Des Weiteren ist bei der Ermittlung des Herstellungswertes der Außenanlagen und der weiteren baulichen Anlagen Rechnung zu tragen. Hierzu gehören beispielsweise befestigte Flächen wie Wege und Terrassen, Gartenanlagen, Einfriedungen, Carports oder Garagen sowie gegebenenfalls Schwimmbecken oder andere spezielle Einrichtungen.

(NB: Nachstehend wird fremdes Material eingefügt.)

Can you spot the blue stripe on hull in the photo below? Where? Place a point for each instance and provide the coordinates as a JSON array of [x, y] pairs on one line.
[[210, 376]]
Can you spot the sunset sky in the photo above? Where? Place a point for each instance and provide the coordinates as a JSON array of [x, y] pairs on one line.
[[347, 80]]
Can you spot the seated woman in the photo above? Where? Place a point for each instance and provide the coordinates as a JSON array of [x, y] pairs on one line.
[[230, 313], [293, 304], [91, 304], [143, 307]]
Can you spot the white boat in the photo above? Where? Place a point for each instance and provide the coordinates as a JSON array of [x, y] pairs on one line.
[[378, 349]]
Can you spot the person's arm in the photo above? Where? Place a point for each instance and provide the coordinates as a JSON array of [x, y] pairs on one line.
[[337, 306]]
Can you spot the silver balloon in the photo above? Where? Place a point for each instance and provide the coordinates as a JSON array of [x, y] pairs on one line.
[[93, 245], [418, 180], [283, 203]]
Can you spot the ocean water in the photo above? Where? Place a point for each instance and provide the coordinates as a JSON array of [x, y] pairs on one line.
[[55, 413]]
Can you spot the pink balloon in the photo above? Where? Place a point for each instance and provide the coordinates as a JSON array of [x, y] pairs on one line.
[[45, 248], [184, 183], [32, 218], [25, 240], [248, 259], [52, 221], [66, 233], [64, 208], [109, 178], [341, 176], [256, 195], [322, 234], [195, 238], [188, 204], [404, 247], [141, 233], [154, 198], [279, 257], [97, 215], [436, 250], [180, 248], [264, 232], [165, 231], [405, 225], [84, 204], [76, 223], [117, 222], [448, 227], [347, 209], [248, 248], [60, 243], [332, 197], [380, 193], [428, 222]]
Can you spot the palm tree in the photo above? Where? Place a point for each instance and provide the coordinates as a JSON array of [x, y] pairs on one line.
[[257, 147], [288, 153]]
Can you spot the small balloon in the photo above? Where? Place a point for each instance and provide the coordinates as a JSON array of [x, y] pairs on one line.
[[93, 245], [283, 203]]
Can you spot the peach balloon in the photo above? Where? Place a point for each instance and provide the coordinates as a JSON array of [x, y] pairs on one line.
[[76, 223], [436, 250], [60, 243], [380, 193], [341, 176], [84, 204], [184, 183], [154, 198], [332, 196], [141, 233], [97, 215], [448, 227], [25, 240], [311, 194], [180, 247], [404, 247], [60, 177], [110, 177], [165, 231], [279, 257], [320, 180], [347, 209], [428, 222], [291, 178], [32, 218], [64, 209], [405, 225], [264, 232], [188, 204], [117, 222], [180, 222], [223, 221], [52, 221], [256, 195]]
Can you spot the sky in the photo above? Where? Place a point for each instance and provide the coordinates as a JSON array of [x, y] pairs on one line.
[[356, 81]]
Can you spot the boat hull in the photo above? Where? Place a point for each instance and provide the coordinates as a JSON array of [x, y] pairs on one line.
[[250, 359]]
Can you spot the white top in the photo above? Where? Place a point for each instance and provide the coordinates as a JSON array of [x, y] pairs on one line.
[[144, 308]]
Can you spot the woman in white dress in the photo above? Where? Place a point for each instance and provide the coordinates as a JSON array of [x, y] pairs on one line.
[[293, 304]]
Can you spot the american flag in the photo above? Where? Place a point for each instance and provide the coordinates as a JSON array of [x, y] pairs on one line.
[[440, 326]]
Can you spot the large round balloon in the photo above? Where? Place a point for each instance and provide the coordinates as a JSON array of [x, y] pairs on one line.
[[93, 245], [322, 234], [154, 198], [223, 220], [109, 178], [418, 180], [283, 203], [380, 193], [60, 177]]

Diese Bestandteile werden analog zu den Gebäudekosten bewertet, wobei die jeweiligen Herstellungskosten zum Stichtag angesetzt und anschließend um einen angemessenen Wertverzehr reduziert werden. Die Qualität und der Zustand dieser außerhalb des Gebäudes befindlichen Anlagen tragen maßgeblich zum Gesamtwert der Immobilie bei.
Zusammenfassend lässt sich festhalten, dass der Herstellungswert eine fundierte Basis für die Immobilienbewertung darstellt. Er berücksichtigt umfassend die Kosten für die Neuerrichtung eines vergleichbaren Objekts, die notwendigen Baunebenkosten sowie den Wertverzehr der gesamten baulichen Anlagen und der Außenanlagen. Die präzise Ermittlung dieser Faktoren durch einen erfahrenen Sachverständigen gewährleistet eine hohe Nachvollziehbarkeit und Transparenz des Verkehrswertgutachtens. Der Herstellungswert dient sowohl Gerichten als auch Finanzämtern als wichtige Grundlage für Entscheidungen in Bezug auf Immobilienwerte. Die objektive und sachliche Herangehensweise ist dabei stets von höchster Priorität.